An Improved Model for the Rate-Level Functions of Auditory-Nerve Fibers

Acoustic information is conveyed to the brain by the spike patterns in auditory-nerve fibers (ANFs). In mammals, each ANF is excited via a single ribbon synapse in a single inner hair cell (IHC), and the spike patterns therefore also provide valuable information about those intriguing synapses. Here we reexamine and model a key property of ANFs, the dependence of their spike rates on the sound pressure level of acoustic stimuli (rate-level functions). We build upon the seminal model of Sachs and Abbas (1974), which provides good fits to experimental data but has limited utility for defining physiological mechanisms. We present an improved, physiologically plausible model according to which the spike rate follows a Hill equation and spontaneous activity and its experimentally observed tight correlation with ANF sensitivity are emergent properties. We apply it to 156 cat ANF rate-level functions using frequencies where the mechanics are linear and find that a single Hill coefficient of 3 can account for the population of functions.

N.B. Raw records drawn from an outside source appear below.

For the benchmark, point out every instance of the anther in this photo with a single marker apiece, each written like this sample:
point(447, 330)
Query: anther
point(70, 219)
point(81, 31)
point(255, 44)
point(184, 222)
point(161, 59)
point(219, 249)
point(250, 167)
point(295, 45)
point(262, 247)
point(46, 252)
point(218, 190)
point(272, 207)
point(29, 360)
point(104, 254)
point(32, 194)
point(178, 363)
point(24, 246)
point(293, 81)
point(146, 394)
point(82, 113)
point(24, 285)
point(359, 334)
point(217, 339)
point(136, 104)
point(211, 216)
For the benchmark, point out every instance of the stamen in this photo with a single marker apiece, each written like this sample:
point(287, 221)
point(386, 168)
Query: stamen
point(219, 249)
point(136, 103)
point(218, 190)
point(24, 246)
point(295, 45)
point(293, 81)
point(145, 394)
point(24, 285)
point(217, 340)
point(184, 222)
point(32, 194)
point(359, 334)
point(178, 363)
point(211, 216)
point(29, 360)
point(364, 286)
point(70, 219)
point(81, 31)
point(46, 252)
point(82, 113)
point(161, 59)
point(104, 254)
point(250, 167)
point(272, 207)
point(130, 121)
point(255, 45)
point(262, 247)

We also demonstrate a tight correspondence between ANF rate-level functions and the Ca2+ dependence of exocytosis from IHCs, and derive estimates of the effective intracellular Ca2+ concentrations at the individual active zones of IHCs. Weargue that the Hill coefficient might reflect the intrinsic, biochemical Ca2+ cooperativity of the Ca2+ sensor involved in exocytosis from the IHC. The model also links ANF properties with properties of psychophysical absolute thresholds.